Sinanudin Omerhodzic sagte, die Effizienz, die man durch die neuen Technologien erreichen könne, werde entscheidend für die künftige Wettbewerbsfähigkeit Deutschlands sein. Jede Sekunde, jeder Quadratmeter und jeder Millimeter an Optimierung zählten dabei.
„Das Ding ist und im weltweiten Vergleich aber längst schon so entglitten, dass ich nicht mehr entspannt bin“,
sagte Omerhodzic.
Auch Niederau-Buck fürchtete, dass etwa die KI-Regulierung durch die EU den Kontinent von der restlichen Entwicklung in der Welt abhängen werde, so notwendig Regeln auch seien. Professor Ludwig riet dazu, die Region müsse ihre KI-Expertise so bündeln, „dass nicht jedes Unternehmen das Rad neu erfinden muss“.
„Schauen Sie, was es schon gibt und versuchen Sie nicht, alles selbst neu zu entwickeln. Und fangen Sie klein an“, riet Niederau-Buck den Zuhörerinnen und Zuhörern im Saal. „Wir haben keine andere Chance, wir müssen uns mit KI beschäftigen“,
fasste Ludwig seine Überzeugung zusammen.

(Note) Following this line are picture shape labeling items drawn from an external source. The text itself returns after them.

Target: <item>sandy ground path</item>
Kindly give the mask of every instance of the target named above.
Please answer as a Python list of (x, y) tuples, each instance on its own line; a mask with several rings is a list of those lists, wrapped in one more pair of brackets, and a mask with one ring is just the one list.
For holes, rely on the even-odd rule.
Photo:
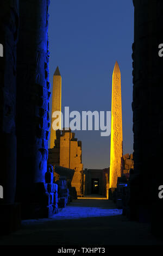
[(148, 224), (130, 222), (108, 200), (79, 199), (51, 219), (23, 221), (0, 245), (162, 245)]

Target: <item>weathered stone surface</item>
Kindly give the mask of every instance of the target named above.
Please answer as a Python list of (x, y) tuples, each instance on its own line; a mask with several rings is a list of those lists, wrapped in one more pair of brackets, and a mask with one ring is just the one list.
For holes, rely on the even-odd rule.
[[(35, 198), (36, 194), (34, 184), (37, 182), (44, 184), (47, 169), (49, 127), (48, 103), (51, 95), (49, 87), (47, 88), (49, 4), (49, 0), (21, 0), (19, 6), (16, 199), (22, 203), (22, 215), (26, 215), (26, 217), (27, 212), (30, 215), (28, 204), (30, 204), (31, 198)], [(40, 196), (43, 196), (43, 191)], [(33, 207), (38, 199), (38, 197), (35, 199)], [(39, 208), (38, 206), (36, 207)], [(42, 216), (43, 210), (41, 208)]]
[(16, 51), (18, 32), (18, 0), (0, 1), (0, 233), (8, 234), (21, 225), (21, 206), (15, 201), (16, 186)]
[[(71, 130), (56, 132), (55, 146), (49, 149), (48, 163), (74, 170), (71, 186), (75, 187), (78, 196), (83, 194), (83, 164), (82, 163), (82, 142), (74, 138)], [(56, 178), (57, 175), (55, 174)], [(58, 176), (57, 179), (59, 179)]]
[(121, 72), (116, 62), (112, 75), (110, 187), (116, 187), (122, 173), (122, 142)]
[[(59, 126), (54, 127), (53, 123), (58, 117), (54, 118), (53, 115), (55, 111), (61, 111), (61, 76), (60, 75), (58, 66), (53, 75), (53, 94), (52, 94), (52, 125), (51, 132), (51, 149), (55, 147), (55, 141), (57, 139), (56, 130), (61, 129), (61, 115), (59, 118)], [(54, 130), (54, 129), (55, 130)]]
[(129, 154), (126, 154), (123, 156), (123, 160), (125, 160), (126, 159), (129, 159), (130, 158), (130, 156)]

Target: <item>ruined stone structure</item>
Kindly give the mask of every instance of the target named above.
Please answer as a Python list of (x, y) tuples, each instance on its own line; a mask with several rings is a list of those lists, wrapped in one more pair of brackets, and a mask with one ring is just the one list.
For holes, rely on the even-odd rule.
[(108, 197), (109, 168), (85, 169), (83, 180), (84, 196), (96, 194)]
[[(51, 147), (52, 149), (55, 145), (55, 141), (57, 139), (56, 130), (61, 130), (61, 115), (54, 117), (55, 111), (61, 111), (61, 76), (59, 68), (57, 66), (53, 75), (53, 94), (52, 94), (52, 125), (51, 132)], [(54, 121), (59, 119), (59, 123), (57, 123), (57, 127), (54, 126)]]
[(48, 216), (48, 210), (43, 209), (48, 205), (45, 175), (50, 126), (49, 4), (49, 0), (0, 3), (4, 54), (0, 59), (1, 139), (4, 165), (0, 172), (4, 192), (0, 221), (6, 232), (18, 226), (20, 204), (22, 218)]
[(163, 184), (162, 67), (159, 45), (163, 42), (163, 2), (135, 0), (133, 59), (134, 171), (130, 174), (128, 215), (149, 221), (161, 235)]
[(53, 166), (60, 166), (75, 170), (71, 186), (75, 187), (78, 196), (83, 194), (83, 164), (82, 142), (75, 138), (71, 130), (56, 131), (55, 146), (49, 149), (48, 162)]
[(117, 62), (112, 74), (110, 143), (110, 187), (116, 187), (122, 166), (122, 119), (121, 72)]
[(129, 174), (130, 169), (134, 168), (133, 154), (126, 154), (123, 156), (123, 170), (124, 174)]
[(16, 184), (16, 51), (18, 40), (18, 1), (0, 2), (0, 137), (2, 145), (0, 185), (0, 233), (15, 230), (20, 225), (20, 204), (15, 204)]
[[(35, 212), (34, 205), (38, 204), (41, 194), (43, 197), (47, 169), (51, 96), (48, 80), (49, 3), (49, 0), (22, 0), (19, 3), (16, 200), (21, 202), (22, 214), (26, 218), (28, 212), (29, 215), (33, 211)], [(29, 210), (30, 208), (33, 210)]]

Am Nachmittag rückte Sarah Zickler in ihrem Impulsvortrag zunächst die Kommunikations-KI ChatGPT in den Mittelpunkt. Zickler ist Immobilienunternehmerin und FDP-Stadträtin in Reutlingen, Generalsekretärin des Liberalen Mittelstands Baden-Württemberg und hat in ihrem 2023 erschienenen Buch „ChatGPT-4 Entmystifiziert“ laut Untertitel einen „umfassenden Leitfaden“ publiziert, „wie Künstliche Intelligenz unsere Zukunft gestaltet“. KI biete „wahnsinnig viele Einsatzmöglichkeiten“, sagte sie, diese seien aber sehr unternehmensabhängig. Am Ende lautete auch ihr Rat:
„Nutzen Sie die KI, arbeiten sie sich selbst ein und bleiben sie up to date“.
Führungen durch den Schauplatz Industrie 4.0 des digiZ und eine Ausstellung des Center of Competence (COC) von Zeiss rundeten den Kongress ebenso ab wie Workshops mit Fallbeispielen aus der Praxis zur Anwendung von KI.
Eine Führung zur praktischen KI-Anwendung führte durch eine Ausstellung des Center of Competence (COC) von Zeiss.